イエスさまは、「行きなさい」と言われますが、「“わたしは”あなたがたを遣わす」と言われます。ここで、イエスさまは、福音宣教に遣わすのは、“わたし、イエスである”とはっきり明言されることで、福音宣教はイエスさまの派遣であり、イエスさまの業、イエスさまの働きであることが明らかにされます。ルカの眼差しは、福音宣教をする弟子たちの資質ではなく、彼らとともに働くイエスさまの働きに向けられています。ですから、イエスさまは、彼らに「行きなさい」と言われる前に、先ず「収穫のために働き手を送ってくださるように、収穫の主に願いなさい」と言い、イエスさまに祈ること、願うことを求められました。それは、福音宣教は遣わされる弟子たちの働きではなく、イエスさまの働きであることを明らかにするためでした。そのためには、遣わされる弟子たちとイエスさまとの親しい関わりが重要視されてくるわけです。
わたしたちが宣べ伝えるのは、わたしではなく、イエスさまです。
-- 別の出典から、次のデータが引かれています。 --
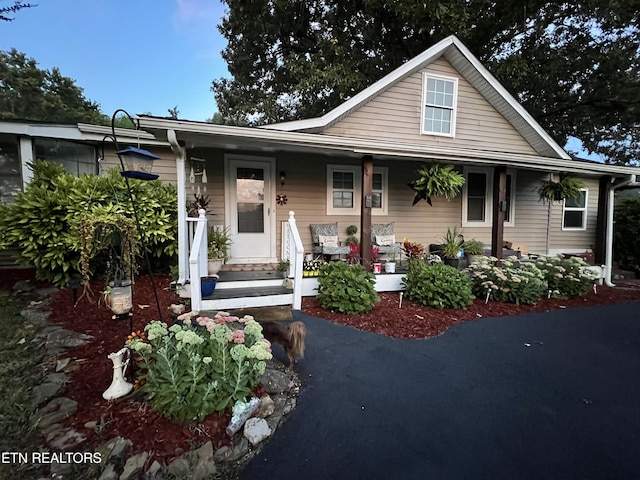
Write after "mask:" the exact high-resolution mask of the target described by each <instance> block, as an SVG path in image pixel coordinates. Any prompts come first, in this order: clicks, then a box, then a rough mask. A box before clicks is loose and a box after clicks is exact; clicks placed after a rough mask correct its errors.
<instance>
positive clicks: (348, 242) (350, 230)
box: [346, 225, 358, 245]
mask: <svg viewBox="0 0 640 480" xmlns="http://www.w3.org/2000/svg"><path fill="white" fill-rule="evenodd" d="M357 232H358V227H356V226H355V225H349V226H348V227H347V235H348V237H347V239H346V242H347V245H351V244H352V243H355V244H357V243H358V237H356V233H357Z"/></svg>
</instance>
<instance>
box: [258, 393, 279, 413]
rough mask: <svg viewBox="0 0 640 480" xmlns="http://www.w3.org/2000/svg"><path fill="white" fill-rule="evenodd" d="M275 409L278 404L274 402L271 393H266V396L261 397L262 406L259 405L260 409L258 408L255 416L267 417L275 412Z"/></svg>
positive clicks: (259, 408)
mask: <svg viewBox="0 0 640 480" xmlns="http://www.w3.org/2000/svg"><path fill="white" fill-rule="evenodd" d="M275 409H276V406H275V404H274V403H273V400H272V399H271V397H270V396H269V395H265V396H264V397H262V398H260V406H259V407H258V410H256V413H255V414H254V417H258V418H267V417H268V416H269V415H271V414H272V413H273V412H274V410H275Z"/></svg>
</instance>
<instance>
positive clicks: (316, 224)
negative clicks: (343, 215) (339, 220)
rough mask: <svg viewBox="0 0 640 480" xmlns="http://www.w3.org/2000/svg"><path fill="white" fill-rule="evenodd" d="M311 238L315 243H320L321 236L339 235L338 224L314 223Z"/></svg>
mask: <svg viewBox="0 0 640 480" xmlns="http://www.w3.org/2000/svg"><path fill="white" fill-rule="evenodd" d="M310 227H311V237H312V241H313V243H320V235H331V236H333V235H338V223H337V222H336V223H312V224H311V225H310Z"/></svg>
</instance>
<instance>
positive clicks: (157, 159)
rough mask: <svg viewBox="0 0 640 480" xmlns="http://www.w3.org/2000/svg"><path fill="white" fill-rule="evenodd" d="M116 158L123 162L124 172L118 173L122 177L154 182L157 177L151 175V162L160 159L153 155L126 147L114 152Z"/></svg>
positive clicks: (146, 151)
mask: <svg viewBox="0 0 640 480" xmlns="http://www.w3.org/2000/svg"><path fill="white" fill-rule="evenodd" d="M116 153H117V154H118V157H120V158H121V159H122V160H124V162H123V165H125V168H124V171H122V172H120V174H121V175H122V176H123V177H128V178H137V179H138V180H155V179H156V178H158V175H155V174H153V173H151V170H152V168H153V162H154V161H155V160H158V159H159V158H160V157H158V156H157V155H154V154H153V153H151V152H149V151H147V150H143V149H141V148H136V147H127V148H125V149H124V150H120V151H118V152H116Z"/></svg>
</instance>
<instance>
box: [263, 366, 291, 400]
mask: <svg viewBox="0 0 640 480" xmlns="http://www.w3.org/2000/svg"><path fill="white" fill-rule="evenodd" d="M260 383H261V384H262V386H263V387H264V389H265V390H266V391H267V393H269V394H275V393H284V392H288V391H289V390H290V389H291V388H292V387H293V381H291V378H289V375H287V374H286V373H282V372H281V371H279V370H274V369H271V368H267V369H266V370H265V371H264V373H263V374H262V377H260Z"/></svg>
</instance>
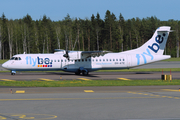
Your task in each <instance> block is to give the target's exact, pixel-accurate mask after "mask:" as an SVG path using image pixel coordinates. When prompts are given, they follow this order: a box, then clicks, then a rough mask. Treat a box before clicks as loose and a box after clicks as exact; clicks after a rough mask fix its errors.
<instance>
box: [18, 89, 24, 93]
mask: <svg viewBox="0 0 180 120" xmlns="http://www.w3.org/2000/svg"><path fill="white" fill-rule="evenodd" d="M16 93H25V91H24V90H16Z"/></svg>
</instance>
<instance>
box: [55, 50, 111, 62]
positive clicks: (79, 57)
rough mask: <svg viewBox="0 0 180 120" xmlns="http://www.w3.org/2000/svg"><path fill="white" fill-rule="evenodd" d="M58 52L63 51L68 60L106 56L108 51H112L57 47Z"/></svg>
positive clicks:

人間はどうしても自己中心ですから、わたしが前に出てしまいます。そして、善意とはいっても、イエスさまを宣べ伝えているつもりでも、自分を宣べ伝えてしまうことになりかねません。宣教から帰ってきた弟子たちは案の定勘違いをして、「主よ、お名前を使うと、悪霊さえも“わたしたちに”に屈服します」と喜んで報告します。弟子たちは、悪霊が自分たちに屈服しているのだと勘違いしています。イエスさまはそのようなわたしたちの人間的な弱さ、限界、傾きをよくご存じでしたから、弟子たちをチームとして、そしてまったき貧しさのうちに派遣されました。チームであれば、ひとりによる専横を避けることができます。また、貧しさのうちに派遣することで、すべてがイエスさまによって計らわれていることに気づかされます。しかし、イエスさまの弟子たちでさえ勘違いしてしまうのなら、わたしたちが勘違いしてしまうのも、そのことにさえ気づかないのも当然なのかもしれません。その可能性をイエスさまはよくご存じだったのだと思います。
共同宣教司牧は、わたしたちが共同体の組織・制度を改編することや共同体で分かち合いをすることに留まりません。福音宣教、共同宣教司牧の働き手は、わたしたちではなく、わたしたちを通して働かれるイエスさまです。ですから、わたしたちの共同体が、イエスさまの共同体であると人々が分かるところまで、わたしたちがわたしではなく、福音であるイエスさまをもたらすことができるところまで、わたしたちを通して人々がイエスさまの働きを見ることができるところまで、わたしたちの宣教の動機や手段、活動を浄めていくこと、そのプロセスそのものが共同宣教司牧なのはないでしょうか。わたしたち教会共同体が人々とイエスさまの出会いの場となるまで、わたしたちはイエスさまとの関わりをまず深めていかなければならないのです。